Frankly, I do not think we should be using AMP in inference in the first place.

First, automatic mixed precision was created back when neural networks were much simpler. In particular, they did not have softmax and layer norm as frequent operations. In the era of transformers, softmax and layer norm are very common. AMP will uncoditionally output fp32 outputs from these operations, even if their inputs are fp16. See here: https://pytorch.org/docs/stable/amp.html#cuda-ops-that-can-autocast-to-float32

This is no longer necessary, now that layer norm does accumulation in fp32 in pytorch, even if the input is fp16: https://github.com/pytorch/pytorch/issues/66707

There is a second problem. It is elaborated on in my long comment in nemo/core/classes/module.py. Basically, setting requires_grad=False on a parameter, confusingly enough, disables AMP's caching mechanism, which means we uncoditionally waste time calling cache kernels. Read more here: https://github.com/NVIDIA/NeMo/pull/9086/files#diff-4f86565ac3601ea79395f9d2884c28115c5fd9fe3655894564d71539fe5d8042R58-R90

Both of these problems need to be fixed to prevent inference from constantly casting its intermediate tensors to and from float16 and float32, which is a waste of time that does nothing.

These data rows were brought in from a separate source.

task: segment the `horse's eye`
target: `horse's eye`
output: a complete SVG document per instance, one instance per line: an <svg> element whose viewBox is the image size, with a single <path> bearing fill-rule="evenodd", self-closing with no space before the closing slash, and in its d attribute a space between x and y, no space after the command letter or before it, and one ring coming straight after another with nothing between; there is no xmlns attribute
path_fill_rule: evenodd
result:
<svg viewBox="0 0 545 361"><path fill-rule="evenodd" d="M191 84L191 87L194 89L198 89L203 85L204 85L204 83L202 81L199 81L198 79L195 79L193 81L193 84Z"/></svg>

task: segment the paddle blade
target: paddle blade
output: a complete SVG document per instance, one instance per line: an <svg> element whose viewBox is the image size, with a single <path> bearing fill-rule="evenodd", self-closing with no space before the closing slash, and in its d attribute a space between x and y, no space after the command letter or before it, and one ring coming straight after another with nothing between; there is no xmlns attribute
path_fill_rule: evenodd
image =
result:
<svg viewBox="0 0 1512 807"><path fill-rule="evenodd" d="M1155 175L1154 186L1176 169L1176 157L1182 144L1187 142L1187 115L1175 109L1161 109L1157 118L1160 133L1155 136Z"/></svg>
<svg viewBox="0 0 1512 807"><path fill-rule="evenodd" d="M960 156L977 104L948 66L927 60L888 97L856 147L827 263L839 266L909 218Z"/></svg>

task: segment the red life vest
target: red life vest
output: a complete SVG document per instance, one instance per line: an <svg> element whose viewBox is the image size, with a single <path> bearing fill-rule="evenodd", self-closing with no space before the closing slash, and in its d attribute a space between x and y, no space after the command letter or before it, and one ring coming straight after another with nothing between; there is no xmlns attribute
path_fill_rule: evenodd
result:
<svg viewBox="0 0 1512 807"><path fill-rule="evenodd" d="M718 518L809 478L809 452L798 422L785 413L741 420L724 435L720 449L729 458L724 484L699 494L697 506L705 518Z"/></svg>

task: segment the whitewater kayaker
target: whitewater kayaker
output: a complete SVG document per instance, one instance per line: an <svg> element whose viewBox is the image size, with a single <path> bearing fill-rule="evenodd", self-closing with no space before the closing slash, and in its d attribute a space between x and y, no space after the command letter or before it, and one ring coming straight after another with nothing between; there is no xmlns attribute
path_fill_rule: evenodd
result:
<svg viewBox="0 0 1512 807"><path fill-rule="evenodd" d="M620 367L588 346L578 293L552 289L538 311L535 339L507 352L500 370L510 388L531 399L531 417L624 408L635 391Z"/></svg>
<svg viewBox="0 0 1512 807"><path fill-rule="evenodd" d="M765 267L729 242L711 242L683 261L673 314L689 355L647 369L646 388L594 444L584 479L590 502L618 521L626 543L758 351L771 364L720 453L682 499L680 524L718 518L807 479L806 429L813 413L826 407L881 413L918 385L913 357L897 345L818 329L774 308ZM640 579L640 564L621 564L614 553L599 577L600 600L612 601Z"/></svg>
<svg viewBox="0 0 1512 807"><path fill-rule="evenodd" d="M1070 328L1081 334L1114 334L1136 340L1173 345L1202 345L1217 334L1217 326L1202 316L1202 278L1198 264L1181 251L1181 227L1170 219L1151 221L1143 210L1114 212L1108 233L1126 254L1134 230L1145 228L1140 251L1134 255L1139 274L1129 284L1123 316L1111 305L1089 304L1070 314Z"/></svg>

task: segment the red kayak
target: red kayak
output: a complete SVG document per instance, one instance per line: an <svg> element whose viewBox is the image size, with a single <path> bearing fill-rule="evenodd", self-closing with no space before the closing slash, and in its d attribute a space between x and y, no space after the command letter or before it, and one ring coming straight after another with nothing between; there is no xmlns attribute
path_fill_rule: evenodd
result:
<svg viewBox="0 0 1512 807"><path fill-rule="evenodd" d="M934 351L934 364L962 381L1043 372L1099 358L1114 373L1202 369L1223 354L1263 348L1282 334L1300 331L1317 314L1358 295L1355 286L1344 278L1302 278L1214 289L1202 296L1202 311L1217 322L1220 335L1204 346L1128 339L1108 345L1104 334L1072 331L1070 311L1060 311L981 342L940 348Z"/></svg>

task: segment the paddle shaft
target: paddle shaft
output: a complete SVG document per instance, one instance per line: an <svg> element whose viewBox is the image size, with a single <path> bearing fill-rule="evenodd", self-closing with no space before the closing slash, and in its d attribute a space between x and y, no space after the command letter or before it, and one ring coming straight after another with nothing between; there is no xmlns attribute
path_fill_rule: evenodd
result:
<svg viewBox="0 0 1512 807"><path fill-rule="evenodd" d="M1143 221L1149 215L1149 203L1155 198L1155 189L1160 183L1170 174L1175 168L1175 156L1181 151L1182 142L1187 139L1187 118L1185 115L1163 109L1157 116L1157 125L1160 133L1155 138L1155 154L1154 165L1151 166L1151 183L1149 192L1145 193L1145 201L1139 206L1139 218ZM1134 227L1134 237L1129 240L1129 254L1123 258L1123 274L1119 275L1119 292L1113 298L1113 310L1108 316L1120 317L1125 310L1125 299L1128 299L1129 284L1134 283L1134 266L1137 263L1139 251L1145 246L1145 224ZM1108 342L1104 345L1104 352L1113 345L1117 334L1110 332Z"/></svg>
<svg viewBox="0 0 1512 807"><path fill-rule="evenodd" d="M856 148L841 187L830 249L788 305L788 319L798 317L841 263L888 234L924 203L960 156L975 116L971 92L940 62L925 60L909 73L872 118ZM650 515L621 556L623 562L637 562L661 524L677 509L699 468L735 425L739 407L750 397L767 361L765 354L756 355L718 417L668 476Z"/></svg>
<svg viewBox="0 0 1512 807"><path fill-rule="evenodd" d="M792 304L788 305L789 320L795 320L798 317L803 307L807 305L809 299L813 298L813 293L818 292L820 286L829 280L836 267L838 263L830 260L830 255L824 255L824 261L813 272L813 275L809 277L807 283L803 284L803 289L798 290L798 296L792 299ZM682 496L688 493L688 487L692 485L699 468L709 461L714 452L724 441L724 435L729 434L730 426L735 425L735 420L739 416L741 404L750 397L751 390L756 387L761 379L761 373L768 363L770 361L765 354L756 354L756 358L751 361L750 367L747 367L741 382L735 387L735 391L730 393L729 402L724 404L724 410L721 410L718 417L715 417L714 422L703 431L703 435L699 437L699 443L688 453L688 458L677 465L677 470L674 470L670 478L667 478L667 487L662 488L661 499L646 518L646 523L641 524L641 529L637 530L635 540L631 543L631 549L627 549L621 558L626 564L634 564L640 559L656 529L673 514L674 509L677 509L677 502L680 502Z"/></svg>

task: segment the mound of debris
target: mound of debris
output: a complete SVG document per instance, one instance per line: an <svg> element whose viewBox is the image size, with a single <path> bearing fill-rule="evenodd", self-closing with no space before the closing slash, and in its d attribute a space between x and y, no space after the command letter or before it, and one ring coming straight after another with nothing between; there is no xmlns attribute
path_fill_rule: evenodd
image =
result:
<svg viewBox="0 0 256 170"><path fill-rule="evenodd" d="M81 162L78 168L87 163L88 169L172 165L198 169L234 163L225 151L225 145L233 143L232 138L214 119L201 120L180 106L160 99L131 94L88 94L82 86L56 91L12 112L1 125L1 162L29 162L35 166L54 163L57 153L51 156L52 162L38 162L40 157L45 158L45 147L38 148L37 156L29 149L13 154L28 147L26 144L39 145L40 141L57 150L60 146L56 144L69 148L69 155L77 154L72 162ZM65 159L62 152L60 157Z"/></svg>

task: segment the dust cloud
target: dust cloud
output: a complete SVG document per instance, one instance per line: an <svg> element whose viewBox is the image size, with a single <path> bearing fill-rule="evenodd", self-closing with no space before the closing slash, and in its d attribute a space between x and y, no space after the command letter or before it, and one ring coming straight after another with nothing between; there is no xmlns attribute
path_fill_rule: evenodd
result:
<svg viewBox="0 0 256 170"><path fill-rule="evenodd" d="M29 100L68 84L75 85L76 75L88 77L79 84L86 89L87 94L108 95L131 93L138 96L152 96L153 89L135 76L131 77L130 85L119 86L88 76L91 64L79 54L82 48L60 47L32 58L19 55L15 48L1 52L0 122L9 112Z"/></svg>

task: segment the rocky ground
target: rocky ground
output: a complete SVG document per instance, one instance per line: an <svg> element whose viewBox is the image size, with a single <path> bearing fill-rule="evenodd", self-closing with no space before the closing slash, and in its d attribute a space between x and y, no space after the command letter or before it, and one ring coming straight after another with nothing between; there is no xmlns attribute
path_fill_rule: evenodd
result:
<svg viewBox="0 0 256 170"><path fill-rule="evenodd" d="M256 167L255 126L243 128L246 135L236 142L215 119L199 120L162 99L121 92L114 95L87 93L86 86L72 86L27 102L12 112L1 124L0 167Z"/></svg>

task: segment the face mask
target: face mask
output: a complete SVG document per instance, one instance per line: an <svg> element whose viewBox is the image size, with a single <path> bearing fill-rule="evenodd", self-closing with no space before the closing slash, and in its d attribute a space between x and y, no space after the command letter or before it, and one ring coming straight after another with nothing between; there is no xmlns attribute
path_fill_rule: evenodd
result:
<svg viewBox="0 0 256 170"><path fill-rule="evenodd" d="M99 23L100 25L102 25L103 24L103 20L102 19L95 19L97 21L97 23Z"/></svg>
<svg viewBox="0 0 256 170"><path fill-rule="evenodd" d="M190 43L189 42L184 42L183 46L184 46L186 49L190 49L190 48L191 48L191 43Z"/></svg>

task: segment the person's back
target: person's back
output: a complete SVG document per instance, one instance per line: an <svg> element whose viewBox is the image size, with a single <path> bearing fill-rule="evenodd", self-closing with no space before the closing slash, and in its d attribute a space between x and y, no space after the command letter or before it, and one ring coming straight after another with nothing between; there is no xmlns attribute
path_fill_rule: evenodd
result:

This hacky fix does not suppoer bfloat16 for now.

Again, I recommend simply running model.half() or model.bfloat16() for inference. AMP does not make sense for inference because it wastes memory.

Results from running:

batch_size=32
amp=true

echo "GALVEZ: Conformer CTC"
python examples/asr/speech_to_text_eval.py  pretrained_name=nvidia/parakeet-ctc-1.1b dataset_manifest=/home/dgalvez/scratch/data/test_other_sorted_downward.json  batch_size=$batch_size  output_filename=test_clean_decoded.jsonl  amp=$amp  amp_dtype=float16  use_cer=false num_workers=1
\# ctc_decoding.greedy.batched_inference=true

RTFx values before my change:

922.302270024654
1072.6919226908824
853.5230428014742
1114.2164255498367
1264.829085006686

RTFx values after my change:

1132.0813676953462
1255.840791955383
838.7445635257388
1389.7852550162668
1479.8061656119771

You can see that RTFx gets as high as 1480 after my change. Meanwhile, the highest RTFx before my change is 1264. So it's about a 15% speedup by removing the unnecessary cast kernels.

Forgive the large variance from run-to-run. It is because of the changes made in: https://github.com/NVIDIA/NeMo/pull/8521 There is a huge delay (at least 10 milliseconds) when there is a cache miss for the caching pinned host memory allocator. I'm planning to revert the change since I didn't realize initially how large the cache miss cost was (enough to undue the benefits on reasonably sized workloads).

galv avatar May 02 '24 00:05 galv

One clean solution could be to add a method such as .downcast(self, dtype=...) to most modules that casts all parameters and buffers to a correct precision for a given dtype. It'd have to be recursively called so that every "layer" or "block" can define how it needs to be cast, e.g. rnnt_model.downcast calls {encoder,decoder,joiner}.downcast, which call transformer_block.downcast, etc etc.

This is under the assumption that simply calling model.bfloat16 may cast some weights into a too-low precision.

pzelasko avatar May 02 '24 14:05 pzelasko

#9198 supersedes this.

galv avatar May 14 '24 18:05 galv